Hydrogen bonds are important in the crystal structure (Table I). Five of the six protons in the water molecules act as donors in O–H⋯O hydrogen bonds. The energies of these hydrogen bonds were calculated using the correlation of Rammohan and Kaduk (Reference Rammohan and Kaduk2018). The hydrogen atom H128 acts as a donor to two different phenyl ring carbon atoms, to form bifurcated O–H⋯C hydrogen bonds. Each cephalexin molecule is a zwitterion, containing an ammonium group (N13a, b, and c) and carboxylate groups (C26, O27, O28). As expected, the ammonium ions form N–H⋯O hydrogen bonds to carboxylate groups and water molecules, as well as to the carbonyl groups O15. The energies of these N–H⋯O hydrogen bonds were calculated using the correlation of Wheatley and Kaduk (Reference Wheatley and Kaduk2019). Methyl, methylene, and methyne groups participate in a variety of weak interactions involving phenyl ring carbon atoms, sulfur atoms, and carboxylate groups, forming C–H⋯C, C–H⋯S, and C–H⋯O hydrogen bonds. Two phenyl ring hydrogen atoms also act as donors in C–H⋯S hydrogen bonds.
The volume enclosed by the Hirshfeld surface (Figure 16; Hirshfeld, Reference Hirshfeld1977; Turner, et al., Reference Turner, McKinnon, Wolff, Grimwood, Spackman, Jayatilaka and Spackman2017) is 1278.47 Å3, 98.97% of 1/4 the unit cell volume. The packing density is thus fairly typical. All of the significant close contacts (red in Figure 16) involve the hydrogen bonds. The volume/non-hydrogen atom is 17.2 Å3.

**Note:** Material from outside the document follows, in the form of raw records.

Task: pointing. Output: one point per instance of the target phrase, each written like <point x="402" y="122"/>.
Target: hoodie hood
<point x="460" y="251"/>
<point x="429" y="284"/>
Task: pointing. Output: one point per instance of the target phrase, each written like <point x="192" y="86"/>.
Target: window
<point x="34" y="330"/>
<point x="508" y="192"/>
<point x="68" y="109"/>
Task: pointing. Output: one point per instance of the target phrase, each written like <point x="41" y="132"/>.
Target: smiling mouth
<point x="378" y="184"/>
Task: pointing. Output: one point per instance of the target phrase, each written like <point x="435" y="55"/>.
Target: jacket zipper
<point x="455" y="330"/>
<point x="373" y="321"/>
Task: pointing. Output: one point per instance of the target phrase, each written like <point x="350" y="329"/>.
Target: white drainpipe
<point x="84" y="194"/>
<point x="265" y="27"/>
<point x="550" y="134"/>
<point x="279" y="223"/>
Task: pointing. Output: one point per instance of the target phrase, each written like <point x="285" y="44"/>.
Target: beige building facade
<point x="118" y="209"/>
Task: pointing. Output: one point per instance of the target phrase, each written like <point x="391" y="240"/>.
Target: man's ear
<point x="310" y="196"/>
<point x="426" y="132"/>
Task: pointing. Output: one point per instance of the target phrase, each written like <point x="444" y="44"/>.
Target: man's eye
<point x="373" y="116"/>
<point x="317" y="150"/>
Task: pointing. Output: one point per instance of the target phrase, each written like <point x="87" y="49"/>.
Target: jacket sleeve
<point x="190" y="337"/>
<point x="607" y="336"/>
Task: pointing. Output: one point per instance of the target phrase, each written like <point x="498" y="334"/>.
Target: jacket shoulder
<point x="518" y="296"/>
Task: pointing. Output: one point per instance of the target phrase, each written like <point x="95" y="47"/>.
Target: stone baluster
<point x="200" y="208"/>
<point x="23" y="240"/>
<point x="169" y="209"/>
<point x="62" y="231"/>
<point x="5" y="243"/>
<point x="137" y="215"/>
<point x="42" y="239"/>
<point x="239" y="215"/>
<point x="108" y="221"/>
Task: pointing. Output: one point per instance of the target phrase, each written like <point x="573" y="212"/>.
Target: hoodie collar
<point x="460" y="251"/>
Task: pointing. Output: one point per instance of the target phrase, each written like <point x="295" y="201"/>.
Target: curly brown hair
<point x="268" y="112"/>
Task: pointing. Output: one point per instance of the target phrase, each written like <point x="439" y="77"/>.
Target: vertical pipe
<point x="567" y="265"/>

The Bravais–Friedel–Donnay–Harker (Bravais, Reference Gatti, Saunders and Roetti1866; Friedel, Reference Friedel1907; Donnay and Harker, Reference Donnay and Harker1937) morphology suggests that we might expect blocky morphology for cephalexin monohydrate, with {001} as the principal faces. A fourth-order spherical harmonic model for preferred orientation was incorporated into the refinement. The texture index was only 1.027, indicating that the preferred orientation was slight in this rotated capillary specimen. The powder pattern of cephalexin monohydrate from this synchrotron data set is included in the Powder Diffraction File as entry 00-065-1417.
IV. DEPOSITED DATA
The Crystallographic Information Framework (CIF) files containing the results of the Rietveld refinement (including the raw data) and the DFT geometry optimization were deposited with the ICDD. The data can be requested at info@icdd.com.
ACKNOWLEDGEMENTS
Use of the Advanced Photon Source at Argonne National Laboratory was supported by the U. S. Department of Energy, Office of Science, Office of Basic Energy Sciences, under Contract No. DE-AC02-06CH11357. This work was partially supported by the International Centre for Diffraction Data. We thank Lynn Ribaud and Saul Lapidus for their assistance in the data collection, and Andrey Rogachev for the use of computing resources at IIT.
CONFLICTS OF INTEREST
The authors have no conflicts of interest to declare.